Publication
ISIT 2024
Conference paper

Group Fairness with Uncertain Sensitive Attributes

Abstract

Learning a fair predictive model is crucial to mitigate biased decisions against minority groups in high-stakes applications. A common approach to learn such a model involves solving an optimization problem that maximizes the predictive power of the model under an appropriate group fairness constraint. However, in practice, sensitive attributes are often missing or noisy resulting in uncertainty, and solely enforcing fairness constraints on uncertain sensitive attributes can fall significantly short of achieving the level of fairness without uncertainty. To understand this phenomenon, we consider the problem of fair learning for Gaussian data and reduce it to a quadratically constrained quadratic problem (QCQP). To ensure a strict fairness guarantee given uncertain sensitive attributes, we propose a robust QCQP and characterize its solution with an intuitive geometric understanding.

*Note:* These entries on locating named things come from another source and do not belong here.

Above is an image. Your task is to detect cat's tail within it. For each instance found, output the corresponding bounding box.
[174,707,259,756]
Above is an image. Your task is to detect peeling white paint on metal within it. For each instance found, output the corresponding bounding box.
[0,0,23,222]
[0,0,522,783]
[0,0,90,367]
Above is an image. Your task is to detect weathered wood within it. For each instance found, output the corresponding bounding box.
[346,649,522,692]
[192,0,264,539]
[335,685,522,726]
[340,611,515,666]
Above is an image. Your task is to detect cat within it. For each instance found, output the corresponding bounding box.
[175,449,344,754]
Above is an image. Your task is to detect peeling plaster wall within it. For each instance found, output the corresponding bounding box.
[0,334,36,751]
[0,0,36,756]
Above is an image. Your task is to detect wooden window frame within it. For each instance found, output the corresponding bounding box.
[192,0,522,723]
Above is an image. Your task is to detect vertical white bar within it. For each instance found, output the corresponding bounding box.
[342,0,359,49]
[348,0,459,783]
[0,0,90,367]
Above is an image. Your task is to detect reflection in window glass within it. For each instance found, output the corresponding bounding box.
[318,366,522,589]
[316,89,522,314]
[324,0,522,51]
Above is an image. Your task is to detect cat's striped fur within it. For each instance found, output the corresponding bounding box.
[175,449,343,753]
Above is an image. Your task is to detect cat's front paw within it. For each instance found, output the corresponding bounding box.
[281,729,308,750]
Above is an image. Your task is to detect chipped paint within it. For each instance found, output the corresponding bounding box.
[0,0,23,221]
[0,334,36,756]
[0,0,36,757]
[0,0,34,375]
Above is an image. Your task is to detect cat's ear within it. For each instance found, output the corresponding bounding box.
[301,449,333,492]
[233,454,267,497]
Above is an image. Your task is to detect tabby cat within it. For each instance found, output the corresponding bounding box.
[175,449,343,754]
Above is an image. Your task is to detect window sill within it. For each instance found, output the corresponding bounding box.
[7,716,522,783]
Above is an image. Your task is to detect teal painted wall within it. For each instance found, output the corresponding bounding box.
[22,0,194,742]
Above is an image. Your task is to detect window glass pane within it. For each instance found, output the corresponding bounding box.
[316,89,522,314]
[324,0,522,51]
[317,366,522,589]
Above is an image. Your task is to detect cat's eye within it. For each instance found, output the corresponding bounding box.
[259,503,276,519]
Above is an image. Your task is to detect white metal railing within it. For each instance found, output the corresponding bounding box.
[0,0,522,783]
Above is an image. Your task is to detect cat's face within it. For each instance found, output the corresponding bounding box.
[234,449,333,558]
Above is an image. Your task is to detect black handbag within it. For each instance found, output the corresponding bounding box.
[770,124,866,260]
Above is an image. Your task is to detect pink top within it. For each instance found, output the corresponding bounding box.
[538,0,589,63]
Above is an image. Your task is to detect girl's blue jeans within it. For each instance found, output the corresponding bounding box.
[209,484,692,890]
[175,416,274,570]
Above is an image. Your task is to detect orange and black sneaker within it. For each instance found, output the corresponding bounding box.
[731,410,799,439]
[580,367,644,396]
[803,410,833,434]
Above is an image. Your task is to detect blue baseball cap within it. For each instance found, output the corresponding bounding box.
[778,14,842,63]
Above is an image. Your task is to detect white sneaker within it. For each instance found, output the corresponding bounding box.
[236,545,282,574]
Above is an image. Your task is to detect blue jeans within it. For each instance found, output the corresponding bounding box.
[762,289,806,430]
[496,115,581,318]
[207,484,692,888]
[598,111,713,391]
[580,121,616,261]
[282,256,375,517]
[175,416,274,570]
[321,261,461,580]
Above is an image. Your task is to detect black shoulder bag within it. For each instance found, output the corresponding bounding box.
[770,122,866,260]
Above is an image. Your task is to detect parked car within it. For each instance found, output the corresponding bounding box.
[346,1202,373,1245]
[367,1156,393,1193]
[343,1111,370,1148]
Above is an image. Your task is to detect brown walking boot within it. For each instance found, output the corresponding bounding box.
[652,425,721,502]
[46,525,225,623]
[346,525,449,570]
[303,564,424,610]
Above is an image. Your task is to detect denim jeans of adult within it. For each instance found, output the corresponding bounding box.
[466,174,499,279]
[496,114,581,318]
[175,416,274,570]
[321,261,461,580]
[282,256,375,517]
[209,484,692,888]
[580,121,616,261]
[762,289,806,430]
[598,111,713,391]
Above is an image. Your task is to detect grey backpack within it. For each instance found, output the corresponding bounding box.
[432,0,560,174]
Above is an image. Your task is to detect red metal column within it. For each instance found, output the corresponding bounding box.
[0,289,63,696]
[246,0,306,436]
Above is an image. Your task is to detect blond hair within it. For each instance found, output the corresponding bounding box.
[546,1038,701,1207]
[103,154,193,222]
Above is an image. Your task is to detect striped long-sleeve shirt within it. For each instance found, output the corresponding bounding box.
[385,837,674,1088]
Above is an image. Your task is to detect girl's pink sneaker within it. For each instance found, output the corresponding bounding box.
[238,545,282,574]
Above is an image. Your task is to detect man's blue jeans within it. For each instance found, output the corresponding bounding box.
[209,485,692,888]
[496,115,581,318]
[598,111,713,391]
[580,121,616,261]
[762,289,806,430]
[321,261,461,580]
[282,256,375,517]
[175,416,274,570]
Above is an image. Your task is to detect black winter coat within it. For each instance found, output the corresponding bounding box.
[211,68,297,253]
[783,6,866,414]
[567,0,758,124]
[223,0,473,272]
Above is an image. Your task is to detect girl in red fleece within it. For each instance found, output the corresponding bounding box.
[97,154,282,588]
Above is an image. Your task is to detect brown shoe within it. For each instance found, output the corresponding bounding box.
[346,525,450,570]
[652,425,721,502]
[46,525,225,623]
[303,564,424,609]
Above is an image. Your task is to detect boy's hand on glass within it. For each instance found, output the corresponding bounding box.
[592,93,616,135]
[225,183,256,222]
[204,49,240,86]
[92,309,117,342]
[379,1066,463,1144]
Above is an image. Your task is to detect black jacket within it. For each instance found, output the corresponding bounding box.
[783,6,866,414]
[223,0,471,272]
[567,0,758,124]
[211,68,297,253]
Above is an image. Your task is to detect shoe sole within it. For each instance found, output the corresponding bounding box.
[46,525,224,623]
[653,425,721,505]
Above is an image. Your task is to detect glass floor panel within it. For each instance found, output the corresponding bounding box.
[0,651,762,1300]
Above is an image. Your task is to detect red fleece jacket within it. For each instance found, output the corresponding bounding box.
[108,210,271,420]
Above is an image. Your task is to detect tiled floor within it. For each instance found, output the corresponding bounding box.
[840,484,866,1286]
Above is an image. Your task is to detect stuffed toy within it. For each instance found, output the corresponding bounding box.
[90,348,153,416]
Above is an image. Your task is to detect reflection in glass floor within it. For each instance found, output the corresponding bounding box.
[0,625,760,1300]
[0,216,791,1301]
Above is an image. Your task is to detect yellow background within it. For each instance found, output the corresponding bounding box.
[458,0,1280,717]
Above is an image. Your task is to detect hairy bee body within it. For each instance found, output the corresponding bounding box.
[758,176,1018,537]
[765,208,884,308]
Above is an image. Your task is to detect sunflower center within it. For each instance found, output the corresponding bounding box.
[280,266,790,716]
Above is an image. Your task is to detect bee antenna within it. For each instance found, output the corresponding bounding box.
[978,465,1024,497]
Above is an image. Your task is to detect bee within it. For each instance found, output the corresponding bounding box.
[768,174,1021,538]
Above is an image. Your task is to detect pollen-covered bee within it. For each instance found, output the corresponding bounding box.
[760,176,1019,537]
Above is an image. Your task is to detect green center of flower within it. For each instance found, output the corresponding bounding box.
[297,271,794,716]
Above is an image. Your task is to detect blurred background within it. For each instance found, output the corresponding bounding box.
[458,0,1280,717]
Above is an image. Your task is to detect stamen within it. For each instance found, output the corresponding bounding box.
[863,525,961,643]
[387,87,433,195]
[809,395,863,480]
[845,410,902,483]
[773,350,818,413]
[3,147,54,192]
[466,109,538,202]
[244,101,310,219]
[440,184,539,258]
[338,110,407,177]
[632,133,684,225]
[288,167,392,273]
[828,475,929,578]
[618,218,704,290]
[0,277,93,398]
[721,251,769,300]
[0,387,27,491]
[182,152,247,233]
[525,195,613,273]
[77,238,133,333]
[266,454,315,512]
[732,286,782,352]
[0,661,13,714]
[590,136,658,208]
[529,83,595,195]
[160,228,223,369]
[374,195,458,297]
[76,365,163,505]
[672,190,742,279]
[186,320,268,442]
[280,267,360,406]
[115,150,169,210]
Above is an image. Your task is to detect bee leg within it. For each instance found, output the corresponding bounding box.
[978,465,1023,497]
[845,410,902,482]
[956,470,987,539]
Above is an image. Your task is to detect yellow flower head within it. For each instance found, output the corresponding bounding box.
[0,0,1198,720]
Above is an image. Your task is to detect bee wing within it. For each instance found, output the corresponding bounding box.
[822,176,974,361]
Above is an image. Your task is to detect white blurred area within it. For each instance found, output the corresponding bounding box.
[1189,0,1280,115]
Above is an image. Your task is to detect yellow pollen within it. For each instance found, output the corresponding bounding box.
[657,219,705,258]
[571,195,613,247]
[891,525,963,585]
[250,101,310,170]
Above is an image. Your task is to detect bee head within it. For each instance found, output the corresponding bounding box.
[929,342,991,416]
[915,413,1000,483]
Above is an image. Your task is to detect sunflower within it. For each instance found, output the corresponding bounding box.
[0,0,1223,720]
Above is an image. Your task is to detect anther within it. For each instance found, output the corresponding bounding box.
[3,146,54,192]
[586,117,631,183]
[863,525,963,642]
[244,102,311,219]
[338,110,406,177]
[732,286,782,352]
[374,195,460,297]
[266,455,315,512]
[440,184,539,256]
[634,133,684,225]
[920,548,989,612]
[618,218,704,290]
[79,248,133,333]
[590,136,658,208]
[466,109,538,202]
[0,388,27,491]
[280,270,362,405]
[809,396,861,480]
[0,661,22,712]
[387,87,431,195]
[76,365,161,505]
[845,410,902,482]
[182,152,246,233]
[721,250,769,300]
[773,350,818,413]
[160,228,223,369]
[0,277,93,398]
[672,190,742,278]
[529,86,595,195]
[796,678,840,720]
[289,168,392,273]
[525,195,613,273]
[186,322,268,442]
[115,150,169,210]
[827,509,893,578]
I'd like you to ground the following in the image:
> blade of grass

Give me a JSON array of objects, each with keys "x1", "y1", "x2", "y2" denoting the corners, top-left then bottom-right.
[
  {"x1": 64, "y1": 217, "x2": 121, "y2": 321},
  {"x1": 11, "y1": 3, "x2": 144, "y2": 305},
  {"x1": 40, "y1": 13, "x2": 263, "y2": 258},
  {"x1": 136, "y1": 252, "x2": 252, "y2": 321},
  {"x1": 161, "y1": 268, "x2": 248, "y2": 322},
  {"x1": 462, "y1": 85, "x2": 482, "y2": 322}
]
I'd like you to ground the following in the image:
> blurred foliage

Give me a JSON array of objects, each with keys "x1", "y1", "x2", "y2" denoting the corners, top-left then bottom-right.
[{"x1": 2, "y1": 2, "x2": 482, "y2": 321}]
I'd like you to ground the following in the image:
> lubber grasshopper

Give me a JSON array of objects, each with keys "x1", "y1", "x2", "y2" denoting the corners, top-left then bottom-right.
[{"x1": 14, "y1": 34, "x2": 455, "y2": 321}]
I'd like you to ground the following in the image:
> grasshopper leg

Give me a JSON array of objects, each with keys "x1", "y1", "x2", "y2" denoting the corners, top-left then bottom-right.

When uncertainty arises due to limited labeled sensitive attributes, our analysis identifies non-trivial regimes where uncertainty incurs no performance loss while continuing to guarantee strict fairness. As an illustrative example of our analysis, we propose a bootstrap-based algorithm that applies beyond the Gaussian case. We demonstrate the value of our analysis and algorithm on synthetic as well as real-world data.